Se colocó enfrente de mí, a un palmo de distancia, y repitió los movimientos. Se volvió; sus manos describieron un círculo a un lado y me empujó por el pecho con un hombro. Era el mismo movimiento que harías si intentaras abrir una puerta empujándola con el hombro.

Tempi se movía con lentitud, pero su hombro me empujó con firmeza. No lo hizo bruscamente, pero sí con una fuerza inexorable, como cuando un caballo pasa rozándote por una calle abarrotada y te echa a un lado.

Repetí el movimiento concentrándome en mi hombro. No trastabillé.

Como estábamos solos en el campamento, evité sonreír e hice un signo con la mano: felicidad.

– Gracias. -Atenuar.

Tempi no dijo nada. Dejó las manos quietas y su rostro no reflejó ninguna expresión. Se limitó a colocarse donde estaba antes y empezó de nuevo su danza desde el principio, sin mirarme.

Intenté tomarme aquel intercambio con estoicismo, pero lo interpreté como un gran cumplido. Si hubiera sabido más sobre los Adem, me habría dado cuenta de que era mucho más que eso.

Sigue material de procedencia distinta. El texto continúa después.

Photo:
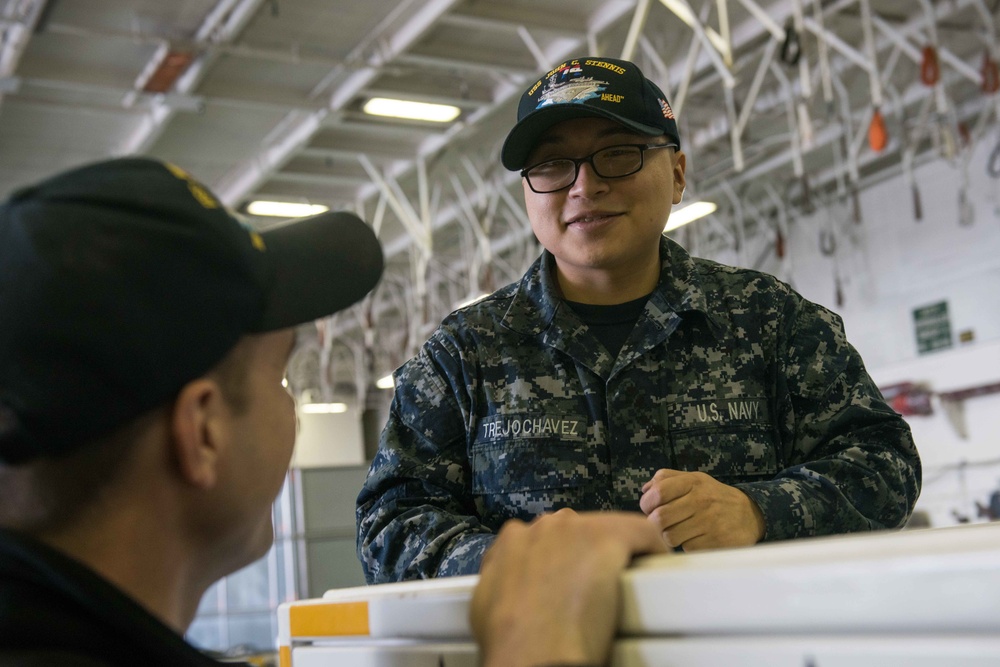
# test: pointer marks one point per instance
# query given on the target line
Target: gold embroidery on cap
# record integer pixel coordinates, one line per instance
(198, 191)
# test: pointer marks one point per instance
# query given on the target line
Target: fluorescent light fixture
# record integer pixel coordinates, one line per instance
(436, 113)
(323, 408)
(690, 213)
(284, 209)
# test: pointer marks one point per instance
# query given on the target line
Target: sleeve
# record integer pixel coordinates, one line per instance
(416, 517)
(850, 461)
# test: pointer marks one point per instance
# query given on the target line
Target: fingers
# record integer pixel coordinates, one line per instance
(696, 511)
(661, 474)
(666, 486)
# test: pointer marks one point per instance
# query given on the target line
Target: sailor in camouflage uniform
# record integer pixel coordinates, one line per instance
(621, 373)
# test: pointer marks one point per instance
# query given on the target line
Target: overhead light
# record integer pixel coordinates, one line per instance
(436, 113)
(284, 209)
(323, 408)
(690, 213)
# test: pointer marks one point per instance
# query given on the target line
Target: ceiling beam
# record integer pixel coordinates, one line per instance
(251, 173)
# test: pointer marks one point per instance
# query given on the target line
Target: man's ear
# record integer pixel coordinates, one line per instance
(680, 164)
(198, 429)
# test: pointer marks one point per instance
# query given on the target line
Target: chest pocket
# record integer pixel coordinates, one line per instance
(732, 440)
(540, 468)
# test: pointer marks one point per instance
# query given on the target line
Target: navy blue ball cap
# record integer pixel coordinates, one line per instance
(587, 87)
(123, 280)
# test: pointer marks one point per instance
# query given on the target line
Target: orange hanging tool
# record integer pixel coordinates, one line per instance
(930, 67)
(877, 135)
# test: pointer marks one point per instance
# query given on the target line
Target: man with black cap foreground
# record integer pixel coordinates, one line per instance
(621, 373)
(144, 428)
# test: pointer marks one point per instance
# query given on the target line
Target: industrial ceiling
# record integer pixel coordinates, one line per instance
(781, 106)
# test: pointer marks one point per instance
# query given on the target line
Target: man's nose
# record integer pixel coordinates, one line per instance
(587, 182)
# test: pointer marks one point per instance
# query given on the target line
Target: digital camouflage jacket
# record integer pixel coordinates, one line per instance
(513, 408)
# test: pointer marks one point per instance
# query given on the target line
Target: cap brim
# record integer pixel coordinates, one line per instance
(318, 265)
(524, 136)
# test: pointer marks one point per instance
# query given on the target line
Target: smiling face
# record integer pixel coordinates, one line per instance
(604, 233)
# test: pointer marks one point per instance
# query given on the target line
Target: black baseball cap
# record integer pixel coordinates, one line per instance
(122, 281)
(584, 87)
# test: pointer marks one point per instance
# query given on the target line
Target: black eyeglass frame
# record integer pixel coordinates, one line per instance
(577, 162)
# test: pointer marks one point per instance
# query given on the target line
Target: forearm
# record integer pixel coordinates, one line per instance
(858, 489)
(404, 536)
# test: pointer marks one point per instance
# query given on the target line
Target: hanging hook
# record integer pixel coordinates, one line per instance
(791, 48)
(827, 243)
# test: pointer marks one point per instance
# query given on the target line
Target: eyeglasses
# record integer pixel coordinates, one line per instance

Tempi y yo subimos una cuesta y encontramos a Marten esperándonos. Como era demasiado pronto para comer, me emocioné al pensar que por fin, tras tantos días explorando, quizá hubiera dado con el rastro de los bandidos.

– Quería enseñaros eso -dijo Marten señalando una planta de tallos altos con forma de ramo, parecida a un helecho, que había a unos cuatro metros de distancia-. Es un ejemplar muy raro. Hacía años que no veía ninguno.

– ¿Qué es?

– Se llama brizna de An -contestó con orgullo mientras la examinaba-. Tendréis que estar alerta. No la conoce mucha gente, y si encontramos alguna otra por aquí, quizá nos dé alguna pista.